Ostatnie badania ujawniają tajemniczy i głęboko niepokojący związek między naszym zmysłem węchu a świadomością końca życia. Przygotuj się na zagłębienie się w jeden z najbardziej niezrozumianych mechanizmów naszego mózgu.
Nos: emocjonalny kompas znacznie bardziej wyrafinowany, niż nam się wydaje

Nasz zmysł węchu nie jest tylko czujnikiem zapachów lub wspomnień z dzieciństwa. Jest bezpośrednio połączony z najbardziej archaicznymi obszarami naszego mózgu: ciałem migdałowatym i hipokampem, gdzie rodzą się nasze emocje, instynkty i głęboka pamięć. Prosty zapach może przywrócić poczucie bezpieczeństwa… lub wywołać niewidzialny alarm.
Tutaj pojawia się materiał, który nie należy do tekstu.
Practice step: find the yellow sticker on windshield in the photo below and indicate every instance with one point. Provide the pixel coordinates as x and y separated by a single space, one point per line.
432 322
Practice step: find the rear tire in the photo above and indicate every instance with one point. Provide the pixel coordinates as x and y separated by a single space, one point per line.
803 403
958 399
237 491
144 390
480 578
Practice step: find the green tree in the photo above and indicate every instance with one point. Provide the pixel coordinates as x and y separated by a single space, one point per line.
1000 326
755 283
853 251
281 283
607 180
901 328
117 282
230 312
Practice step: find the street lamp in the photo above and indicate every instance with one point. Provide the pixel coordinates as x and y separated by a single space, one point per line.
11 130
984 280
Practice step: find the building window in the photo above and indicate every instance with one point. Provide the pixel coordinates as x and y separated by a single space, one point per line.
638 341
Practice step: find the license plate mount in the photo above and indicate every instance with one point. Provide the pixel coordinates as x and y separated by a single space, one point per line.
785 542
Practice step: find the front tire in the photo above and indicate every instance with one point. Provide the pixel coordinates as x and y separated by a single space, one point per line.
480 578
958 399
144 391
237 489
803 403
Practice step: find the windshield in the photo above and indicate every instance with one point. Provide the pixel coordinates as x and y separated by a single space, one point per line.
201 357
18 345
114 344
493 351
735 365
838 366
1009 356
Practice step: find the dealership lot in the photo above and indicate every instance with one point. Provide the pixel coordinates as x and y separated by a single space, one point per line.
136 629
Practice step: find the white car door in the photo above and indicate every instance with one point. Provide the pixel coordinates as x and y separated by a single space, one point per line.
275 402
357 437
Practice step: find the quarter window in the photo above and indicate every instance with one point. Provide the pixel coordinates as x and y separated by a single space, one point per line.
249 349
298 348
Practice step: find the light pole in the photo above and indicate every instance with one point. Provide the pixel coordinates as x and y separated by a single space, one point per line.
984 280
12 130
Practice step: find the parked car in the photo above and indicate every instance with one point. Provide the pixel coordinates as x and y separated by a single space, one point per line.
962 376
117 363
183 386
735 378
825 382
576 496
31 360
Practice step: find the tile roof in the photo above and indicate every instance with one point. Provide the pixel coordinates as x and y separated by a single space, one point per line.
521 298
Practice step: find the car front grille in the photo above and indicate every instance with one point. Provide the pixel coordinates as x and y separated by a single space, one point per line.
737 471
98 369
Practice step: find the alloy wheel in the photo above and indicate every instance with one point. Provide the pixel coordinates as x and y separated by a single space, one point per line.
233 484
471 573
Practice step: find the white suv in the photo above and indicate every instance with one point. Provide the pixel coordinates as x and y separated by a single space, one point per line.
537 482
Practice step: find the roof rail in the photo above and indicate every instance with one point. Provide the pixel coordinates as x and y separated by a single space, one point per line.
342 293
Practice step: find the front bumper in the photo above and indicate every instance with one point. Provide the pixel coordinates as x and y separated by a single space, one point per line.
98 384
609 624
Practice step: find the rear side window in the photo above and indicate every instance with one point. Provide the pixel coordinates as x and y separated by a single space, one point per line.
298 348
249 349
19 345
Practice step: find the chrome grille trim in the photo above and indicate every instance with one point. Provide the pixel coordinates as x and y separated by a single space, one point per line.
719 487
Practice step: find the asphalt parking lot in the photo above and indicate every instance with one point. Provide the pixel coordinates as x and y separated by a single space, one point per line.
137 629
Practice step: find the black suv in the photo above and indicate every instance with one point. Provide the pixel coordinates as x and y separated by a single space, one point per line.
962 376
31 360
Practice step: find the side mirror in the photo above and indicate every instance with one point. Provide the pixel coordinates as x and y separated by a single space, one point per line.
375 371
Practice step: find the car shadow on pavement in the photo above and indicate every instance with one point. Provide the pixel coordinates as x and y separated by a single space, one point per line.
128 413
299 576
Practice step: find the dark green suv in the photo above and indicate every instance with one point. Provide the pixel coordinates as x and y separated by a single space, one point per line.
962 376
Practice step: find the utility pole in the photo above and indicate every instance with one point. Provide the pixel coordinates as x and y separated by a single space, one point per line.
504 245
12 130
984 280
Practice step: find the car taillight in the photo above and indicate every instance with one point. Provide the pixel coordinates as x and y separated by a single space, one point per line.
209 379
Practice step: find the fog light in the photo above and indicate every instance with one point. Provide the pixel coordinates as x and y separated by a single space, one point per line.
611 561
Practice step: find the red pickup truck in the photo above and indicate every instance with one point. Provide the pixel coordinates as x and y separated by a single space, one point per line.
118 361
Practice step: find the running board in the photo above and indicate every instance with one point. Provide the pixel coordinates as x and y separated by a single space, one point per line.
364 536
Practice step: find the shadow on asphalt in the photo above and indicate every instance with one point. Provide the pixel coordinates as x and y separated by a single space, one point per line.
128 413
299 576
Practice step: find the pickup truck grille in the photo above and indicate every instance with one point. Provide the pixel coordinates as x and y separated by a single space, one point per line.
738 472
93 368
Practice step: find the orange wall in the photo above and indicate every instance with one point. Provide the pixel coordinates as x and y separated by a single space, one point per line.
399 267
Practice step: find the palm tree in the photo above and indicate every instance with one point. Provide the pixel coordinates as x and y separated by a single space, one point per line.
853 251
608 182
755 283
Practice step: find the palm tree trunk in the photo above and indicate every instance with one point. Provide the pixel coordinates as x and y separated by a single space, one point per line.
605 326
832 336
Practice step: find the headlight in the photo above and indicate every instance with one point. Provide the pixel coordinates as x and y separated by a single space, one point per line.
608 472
A wśród najsilniejszych zapachów jest jeden, który nasze ciało rozpoznaje, nigdy go naprawdę nie „nauczywszy się”: zapach rozkładu. Nieprzyjemny, z pewnością, ale ujawniający zadziwiającą biologiczną intuicję.
Instynktowna reakcja na to, co niewidzialne
Według badania opublikowanego w 2018 r. w czasopiśmie Frontiers in Psychology, dzielimy ze zwierzętami ostrą wrażliwość na pewne zapachy związane z degradacją organiczną. Narażeni na te konkretne związki chemiczne (takie jak kadaweryna lub putrescyna), uczestnicy eksperymentu wykazali zwiększoną czujność, niepokój, a nawet stres… bez świadomego identyfikowania źródła tej reakcji.
Ciało ze swojej strony już zrozumiało: niebezpieczeństwo, nawet niewidzialne, było w pobliżu. Ta reakcja może być w rzeczywistości głęboko zakorzenionym mechanizmem obronnym, który pozwala unikać potencjalnie szkodliwych środowisk.
Czy możemy wyczuć nasz własny koniec?

To pytanie graniczy z tajemnicą, a jednak coraz bardziej intryguje opiekunów. W oddziałach opieki paliatywnej wiele pielęgniarek mówi o momentach „końcowej jasności umysłu”: nagłej, czasami wzruszającej jasności umysłu doświadczanej przez osoby zbliżające się do końca życia. Ostatni moment świadomości przed ostatecznym odejściem.
Niektóre teorie sugerują, że ten wybuch jasności umysłu może być powiązany z ostatnim impulsem sensorycznym mózgu. Mówi się, że w szczególności zmysł węchu wykrywa mikrochemiczne zmiany w ciele… i ostrzega mózg przed tym zbliżającym się przewrotem.
Subtelny, ale bardzo realny alarm
Bez naszej świadomości nasze ciało może wykrywać początek końca. Nie w dramatyczny sposób, ale jako delikatne przejście, które nasze zmysły postrzegają, zanim zdążymy je nawet wyrazić. Nieznaczna zmiana w powietrzu, inne odczucie na skórze, zapach, który trudno opisać… i nasz umysł przechodzi w tryb „refleksyjny”, „spokojny”, a czasem nawet „akceptacyjny”.
Nasz zmysł węchu mówi o nas wiele. Wyczuwa zmiany, ożywia wspomnienia… a może nawet pożegnania.